|Treatment of acute cholecystitis: a comparison of open vs laparoscopic cholecystectomy
|Glavic Z, Begic L, Simlesa D, Rukavina A
This is a critical abstract of an economic evaluation that meets the criteria for inclusion on NHS EED. Each abstract contains a brief summary of the methods, the results and conclusions followed by a detailed critical assessment on the reliability of the study and the conclusions drawn.
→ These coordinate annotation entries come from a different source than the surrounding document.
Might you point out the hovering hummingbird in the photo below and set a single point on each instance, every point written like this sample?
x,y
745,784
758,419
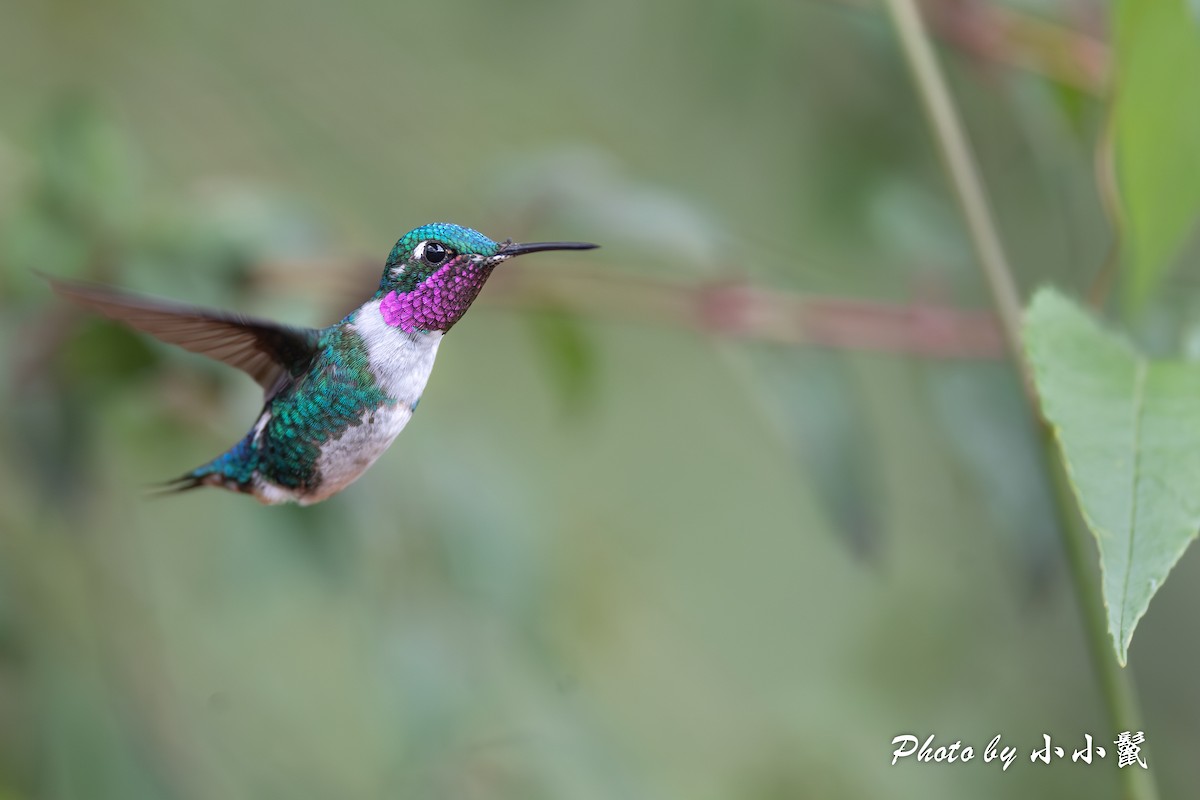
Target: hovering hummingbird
x,y
334,398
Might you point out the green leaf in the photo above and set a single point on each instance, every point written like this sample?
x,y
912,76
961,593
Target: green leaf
x,y
826,425
1129,433
1157,127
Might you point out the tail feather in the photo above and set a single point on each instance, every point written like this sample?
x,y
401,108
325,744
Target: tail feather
x,y
233,469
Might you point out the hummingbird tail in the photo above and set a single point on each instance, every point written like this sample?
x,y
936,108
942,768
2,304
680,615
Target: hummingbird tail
x,y
231,470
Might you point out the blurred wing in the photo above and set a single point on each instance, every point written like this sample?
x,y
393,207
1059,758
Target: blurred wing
x,y
265,350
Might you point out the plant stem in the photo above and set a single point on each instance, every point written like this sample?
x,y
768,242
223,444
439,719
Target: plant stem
x,y
1116,686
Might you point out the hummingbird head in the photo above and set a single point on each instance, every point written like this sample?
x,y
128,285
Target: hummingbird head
x,y
435,272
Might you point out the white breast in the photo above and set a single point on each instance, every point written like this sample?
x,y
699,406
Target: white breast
x,y
401,364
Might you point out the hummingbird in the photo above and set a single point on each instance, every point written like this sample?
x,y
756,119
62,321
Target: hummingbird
x,y
334,398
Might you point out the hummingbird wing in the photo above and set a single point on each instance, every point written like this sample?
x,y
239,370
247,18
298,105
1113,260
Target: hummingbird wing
x,y
265,350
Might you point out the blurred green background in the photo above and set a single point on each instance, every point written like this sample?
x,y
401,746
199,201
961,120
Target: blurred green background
x,y
612,557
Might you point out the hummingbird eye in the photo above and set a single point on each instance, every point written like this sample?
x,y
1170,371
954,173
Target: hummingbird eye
x,y
435,253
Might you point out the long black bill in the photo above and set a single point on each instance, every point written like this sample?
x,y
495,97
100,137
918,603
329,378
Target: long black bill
x,y
515,248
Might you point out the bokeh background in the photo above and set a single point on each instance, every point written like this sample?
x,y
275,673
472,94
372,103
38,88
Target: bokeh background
x,y
635,543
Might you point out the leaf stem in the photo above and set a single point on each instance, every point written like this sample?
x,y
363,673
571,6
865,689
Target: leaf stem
x,y
1116,686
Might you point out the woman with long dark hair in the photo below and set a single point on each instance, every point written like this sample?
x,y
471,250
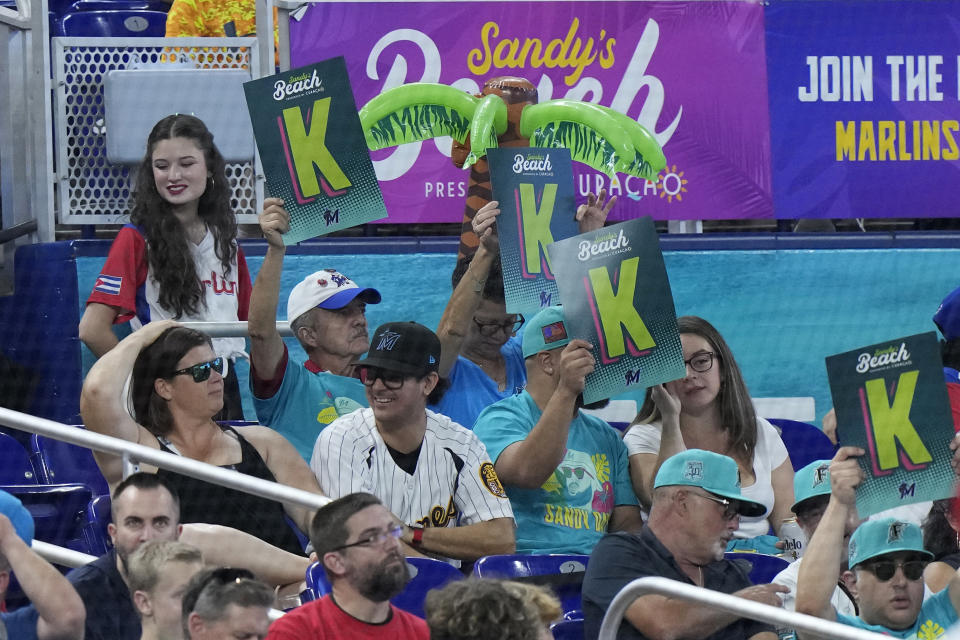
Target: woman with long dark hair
x,y
178,258
711,409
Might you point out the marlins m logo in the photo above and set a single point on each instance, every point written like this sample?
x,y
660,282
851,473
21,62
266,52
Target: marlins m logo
x,y
388,340
895,531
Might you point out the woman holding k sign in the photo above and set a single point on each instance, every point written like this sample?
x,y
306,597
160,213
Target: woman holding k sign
x,y
711,409
179,257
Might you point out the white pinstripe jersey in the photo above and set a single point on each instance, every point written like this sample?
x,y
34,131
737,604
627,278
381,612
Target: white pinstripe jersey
x,y
454,483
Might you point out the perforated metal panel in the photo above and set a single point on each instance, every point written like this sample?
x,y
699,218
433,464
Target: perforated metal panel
x,y
91,190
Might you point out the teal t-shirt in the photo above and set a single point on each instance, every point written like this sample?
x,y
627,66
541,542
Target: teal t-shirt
x,y
936,616
306,402
570,512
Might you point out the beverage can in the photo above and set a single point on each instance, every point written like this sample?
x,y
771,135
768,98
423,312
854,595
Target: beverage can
x,y
794,540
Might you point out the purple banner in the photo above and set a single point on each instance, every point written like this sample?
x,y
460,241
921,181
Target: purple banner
x,y
691,72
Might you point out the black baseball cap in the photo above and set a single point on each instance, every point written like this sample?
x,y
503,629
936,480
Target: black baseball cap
x,y
404,347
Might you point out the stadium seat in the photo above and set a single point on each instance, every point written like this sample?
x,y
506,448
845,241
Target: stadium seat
x,y
763,567
567,630
427,574
59,462
59,512
562,573
95,528
15,466
112,24
805,442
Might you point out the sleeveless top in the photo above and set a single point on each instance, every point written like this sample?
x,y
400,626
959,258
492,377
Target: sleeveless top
x,y
201,501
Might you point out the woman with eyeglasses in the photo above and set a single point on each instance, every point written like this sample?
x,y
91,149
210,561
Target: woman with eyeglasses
x,y
710,408
176,390
178,258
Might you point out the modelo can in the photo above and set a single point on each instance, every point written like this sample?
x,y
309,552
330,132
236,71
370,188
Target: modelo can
x,y
794,540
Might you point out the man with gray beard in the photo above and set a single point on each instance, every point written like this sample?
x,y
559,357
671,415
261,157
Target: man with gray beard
x,y
357,540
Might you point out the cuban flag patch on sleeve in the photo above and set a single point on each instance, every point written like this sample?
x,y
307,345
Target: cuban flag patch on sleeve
x,y
108,284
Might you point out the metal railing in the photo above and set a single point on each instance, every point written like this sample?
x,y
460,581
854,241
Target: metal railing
x,y
132,452
724,602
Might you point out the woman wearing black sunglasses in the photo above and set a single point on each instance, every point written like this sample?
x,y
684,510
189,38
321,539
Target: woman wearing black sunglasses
x,y
176,390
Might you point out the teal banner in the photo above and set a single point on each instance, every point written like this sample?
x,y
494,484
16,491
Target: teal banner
x,y
312,149
615,294
891,400
535,190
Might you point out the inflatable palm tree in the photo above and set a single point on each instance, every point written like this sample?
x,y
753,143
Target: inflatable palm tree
x,y
506,113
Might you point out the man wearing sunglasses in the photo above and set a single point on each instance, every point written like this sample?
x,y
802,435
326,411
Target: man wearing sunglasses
x,y
432,473
357,542
327,313
566,471
696,508
887,558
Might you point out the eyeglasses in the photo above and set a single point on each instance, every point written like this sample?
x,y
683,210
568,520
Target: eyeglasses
x,y
201,371
701,362
730,510
490,329
884,569
223,575
373,539
390,379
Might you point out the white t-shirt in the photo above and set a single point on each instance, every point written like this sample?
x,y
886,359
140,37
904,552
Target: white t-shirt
x,y
769,454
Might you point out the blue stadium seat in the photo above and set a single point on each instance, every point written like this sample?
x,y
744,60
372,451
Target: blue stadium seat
x,y
15,466
427,574
59,512
805,442
59,462
112,24
95,528
563,573
567,630
762,566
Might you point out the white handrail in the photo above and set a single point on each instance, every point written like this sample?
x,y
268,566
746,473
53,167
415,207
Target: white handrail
x,y
161,459
232,329
724,602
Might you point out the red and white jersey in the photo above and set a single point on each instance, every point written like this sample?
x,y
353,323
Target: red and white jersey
x,y
126,281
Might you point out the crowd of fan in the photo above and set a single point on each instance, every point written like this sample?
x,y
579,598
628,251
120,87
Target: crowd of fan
x,y
456,444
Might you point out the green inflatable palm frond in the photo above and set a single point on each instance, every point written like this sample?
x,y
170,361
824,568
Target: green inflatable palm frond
x,y
415,123
585,144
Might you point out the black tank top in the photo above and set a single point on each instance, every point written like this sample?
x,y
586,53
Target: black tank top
x,y
201,501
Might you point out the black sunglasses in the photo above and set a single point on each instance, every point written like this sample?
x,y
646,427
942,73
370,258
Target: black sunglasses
x,y
377,538
489,329
884,569
391,379
223,575
201,371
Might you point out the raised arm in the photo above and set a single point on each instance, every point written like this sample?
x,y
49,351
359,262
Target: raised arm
x,y
821,561
60,609
468,293
469,542
529,462
266,345
96,328
102,402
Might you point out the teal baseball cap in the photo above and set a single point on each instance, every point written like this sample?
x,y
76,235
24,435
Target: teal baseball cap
x,y
18,515
811,481
545,331
882,536
711,472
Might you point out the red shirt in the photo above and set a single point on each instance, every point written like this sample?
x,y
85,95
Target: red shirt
x,y
323,619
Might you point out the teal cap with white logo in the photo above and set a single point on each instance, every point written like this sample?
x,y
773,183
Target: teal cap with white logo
x,y
712,472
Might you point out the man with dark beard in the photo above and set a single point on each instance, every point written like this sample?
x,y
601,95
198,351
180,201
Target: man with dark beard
x,y
143,508
566,472
357,540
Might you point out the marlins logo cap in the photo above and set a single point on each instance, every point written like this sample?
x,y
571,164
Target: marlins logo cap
x,y
404,347
545,331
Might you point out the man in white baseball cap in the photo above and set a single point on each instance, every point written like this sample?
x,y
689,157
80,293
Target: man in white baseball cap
x,y
327,314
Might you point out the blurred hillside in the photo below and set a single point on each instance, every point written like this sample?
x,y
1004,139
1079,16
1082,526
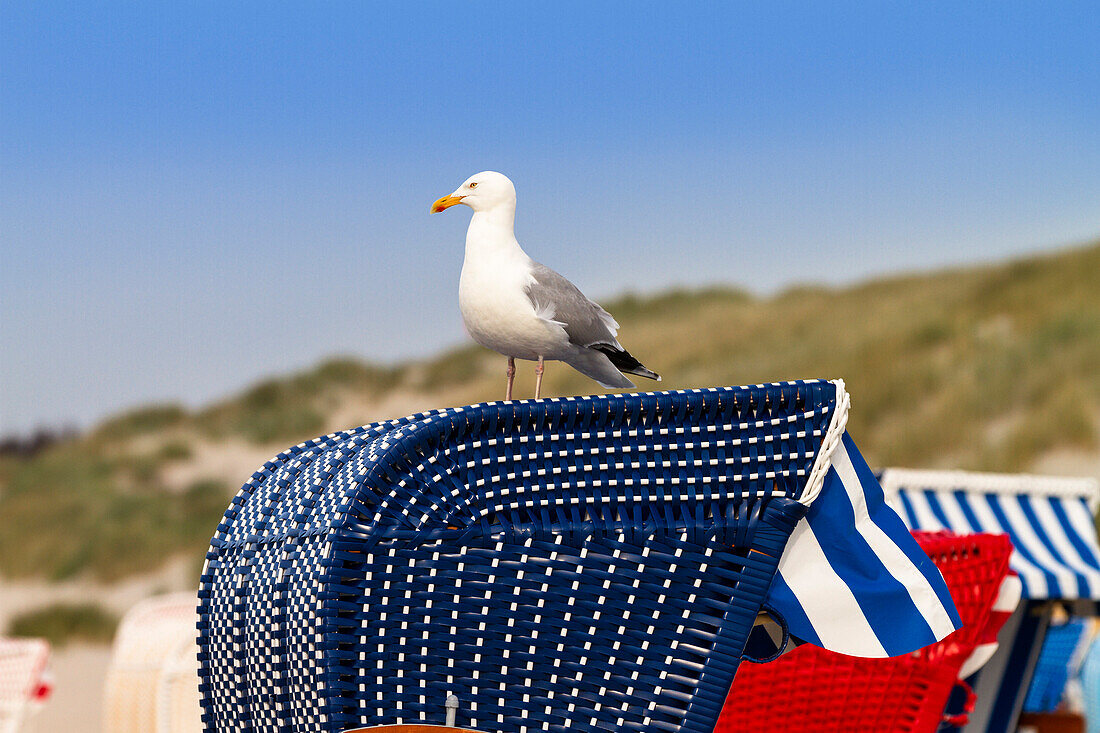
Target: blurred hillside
x,y
992,368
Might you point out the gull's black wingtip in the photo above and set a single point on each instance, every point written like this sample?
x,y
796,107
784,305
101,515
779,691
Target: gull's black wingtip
x,y
626,363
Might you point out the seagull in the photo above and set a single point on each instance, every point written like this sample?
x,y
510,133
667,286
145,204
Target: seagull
x,y
523,309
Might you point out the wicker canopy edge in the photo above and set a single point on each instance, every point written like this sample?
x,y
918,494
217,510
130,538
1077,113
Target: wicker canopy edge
x,y
586,558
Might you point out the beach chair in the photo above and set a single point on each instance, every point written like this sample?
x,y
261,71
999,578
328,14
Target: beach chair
x,y
812,689
1057,559
146,687
592,564
1053,668
23,679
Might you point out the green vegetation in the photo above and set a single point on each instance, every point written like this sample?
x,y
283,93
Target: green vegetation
x,y
987,369
294,408
74,509
64,623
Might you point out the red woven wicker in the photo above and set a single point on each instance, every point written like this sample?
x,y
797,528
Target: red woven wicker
x,y
811,689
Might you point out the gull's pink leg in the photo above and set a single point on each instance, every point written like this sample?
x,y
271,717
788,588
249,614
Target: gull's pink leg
x,y
512,378
538,379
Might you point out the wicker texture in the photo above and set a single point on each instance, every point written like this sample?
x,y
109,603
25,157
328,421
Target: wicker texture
x,y
578,564
152,681
22,679
811,689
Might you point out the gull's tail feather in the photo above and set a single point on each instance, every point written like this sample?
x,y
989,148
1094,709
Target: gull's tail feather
x,y
596,365
623,361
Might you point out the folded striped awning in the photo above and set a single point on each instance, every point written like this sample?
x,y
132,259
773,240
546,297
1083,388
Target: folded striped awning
x,y
853,579
1048,518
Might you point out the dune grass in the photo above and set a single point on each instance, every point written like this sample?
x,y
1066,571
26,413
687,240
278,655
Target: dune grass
x,y
983,368
65,623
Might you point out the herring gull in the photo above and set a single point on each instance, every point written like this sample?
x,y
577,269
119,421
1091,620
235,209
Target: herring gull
x,y
523,309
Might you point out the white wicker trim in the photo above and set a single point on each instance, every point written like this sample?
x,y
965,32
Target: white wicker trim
x,y
829,442
894,480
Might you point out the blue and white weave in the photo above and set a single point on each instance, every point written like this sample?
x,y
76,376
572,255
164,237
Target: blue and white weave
x,y
1049,520
589,564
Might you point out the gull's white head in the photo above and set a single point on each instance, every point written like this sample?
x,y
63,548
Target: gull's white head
x,y
481,192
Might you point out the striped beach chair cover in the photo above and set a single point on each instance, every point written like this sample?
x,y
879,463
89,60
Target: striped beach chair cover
x,y
1053,669
1090,685
812,689
590,564
1057,558
153,665
23,679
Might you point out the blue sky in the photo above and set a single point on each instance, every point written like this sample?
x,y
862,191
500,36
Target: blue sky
x,y
195,195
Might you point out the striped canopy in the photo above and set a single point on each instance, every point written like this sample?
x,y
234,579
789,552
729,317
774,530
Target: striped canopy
x,y
1049,521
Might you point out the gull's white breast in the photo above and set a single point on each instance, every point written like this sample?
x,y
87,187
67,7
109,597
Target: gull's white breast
x,y
498,313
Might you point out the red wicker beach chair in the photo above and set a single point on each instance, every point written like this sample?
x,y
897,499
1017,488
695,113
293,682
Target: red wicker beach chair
x,y
811,689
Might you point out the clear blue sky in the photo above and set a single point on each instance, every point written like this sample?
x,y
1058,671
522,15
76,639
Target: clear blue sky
x,y
195,195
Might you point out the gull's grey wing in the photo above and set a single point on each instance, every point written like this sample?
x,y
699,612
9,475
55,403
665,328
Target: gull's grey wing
x,y
556,298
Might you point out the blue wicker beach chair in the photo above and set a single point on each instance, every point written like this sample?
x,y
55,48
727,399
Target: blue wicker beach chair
x,y
591,564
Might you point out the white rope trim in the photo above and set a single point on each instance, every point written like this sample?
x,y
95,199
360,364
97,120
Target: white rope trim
x,y
829,442
895,480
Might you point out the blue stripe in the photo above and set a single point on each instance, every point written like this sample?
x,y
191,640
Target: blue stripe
x,y
888,521
964,500
783,600
884,601
1052,580
1082,587
1082,547
908,507
968,512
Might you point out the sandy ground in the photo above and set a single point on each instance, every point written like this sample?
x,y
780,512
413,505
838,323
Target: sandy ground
x,y
22,595
77,702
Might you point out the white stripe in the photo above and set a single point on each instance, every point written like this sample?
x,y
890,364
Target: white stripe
x,y
1025,532
826,600
1056,533
956,517
1037,586
949,503
925,518
1008,598
895,560
1080,518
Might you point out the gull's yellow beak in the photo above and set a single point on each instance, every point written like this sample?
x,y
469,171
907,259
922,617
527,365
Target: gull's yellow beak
x,y
444,203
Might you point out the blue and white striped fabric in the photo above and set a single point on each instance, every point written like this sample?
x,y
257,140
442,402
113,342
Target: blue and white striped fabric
x,y
853,579
1049,521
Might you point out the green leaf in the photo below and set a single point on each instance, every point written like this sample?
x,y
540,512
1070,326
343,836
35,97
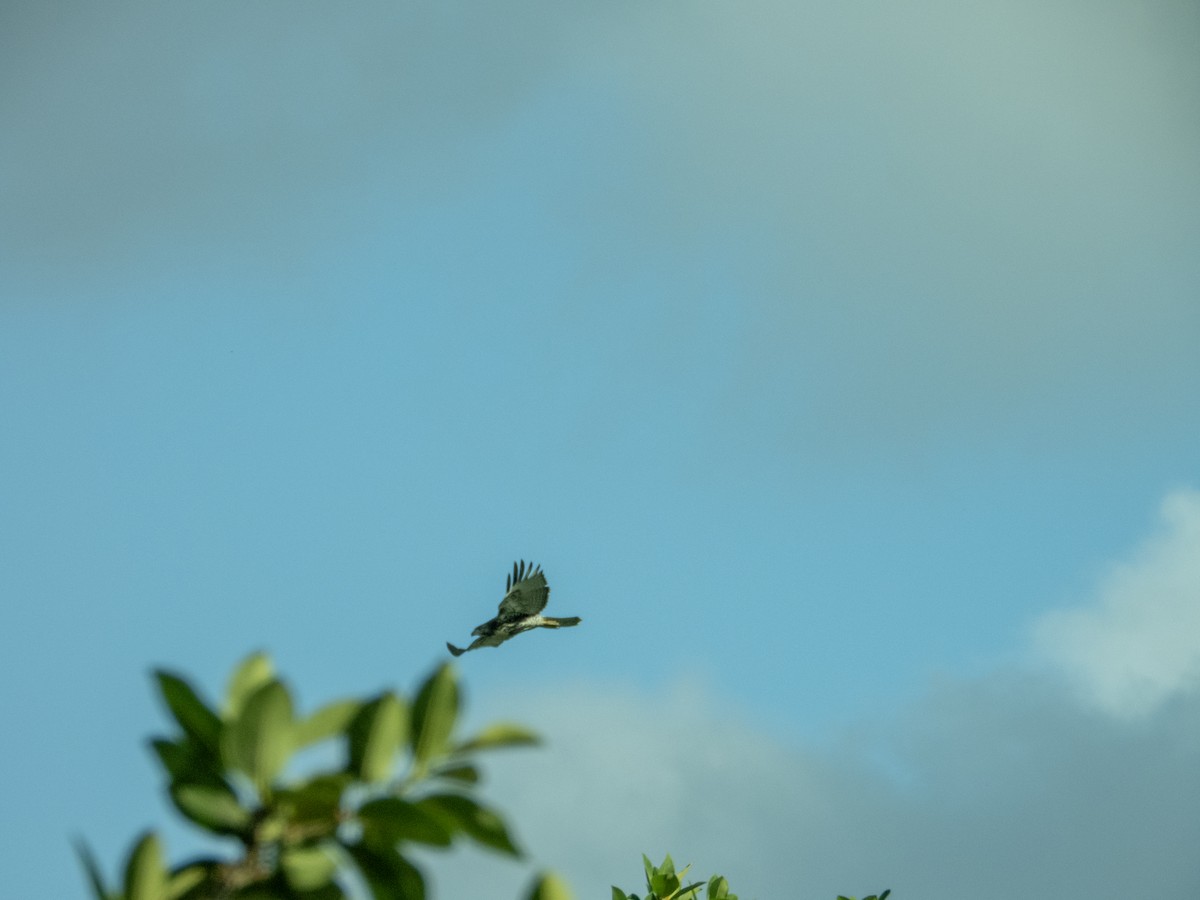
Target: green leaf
x,y
193,715
480,823
389,820
258,742
145,877
186,760
213,807
550,887
498,735
319,799
388,874
91,869
251,673
433,715
331,719
307,868
718,888
465,774
375,736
The use of open versus laparoscopic cholecystectomy in the treatment of acute cholecystitis was examined.
Economic study type
The study population comprised patients undergoing surgical treatment of acute cholecystitis.
The setting was a hospital. The economic study was carried out in Croatia.
Dates to which data relate
The effectiveness and resource use data were gathered from 1994 to 1998. The price year was not explicitly reported, but it could have been 1998.
Source of effectiveness data
The effectiveness evidence was derived from a single study.
Link between effectiveness and cost data
The costing was performed on the same sample of patients as that used in the effectiveness study, but it was not stated whether it was carried out prospectively or retrospectively.
Power calculations were not reported. Of the 894 cholecystectomies performed at the study institution, clinical symptoms of acute cholecystitis were verified in 221 patients. However, in 12 patients the surgical procedure was extended to revision of the common bile duct. Therefore, the final study sample comprised 209 patients. The mean age was 57.18 years (range: 18 - 89). There were 69 (33.01%) men and 140 (66.99%) women. The sample included 115 patients in the open group and 94 patients in the laparoscopic group. The number of employed patients was 31 in both groups (26.96% of all open group patients and 32.98% of all laparoscopic group patients).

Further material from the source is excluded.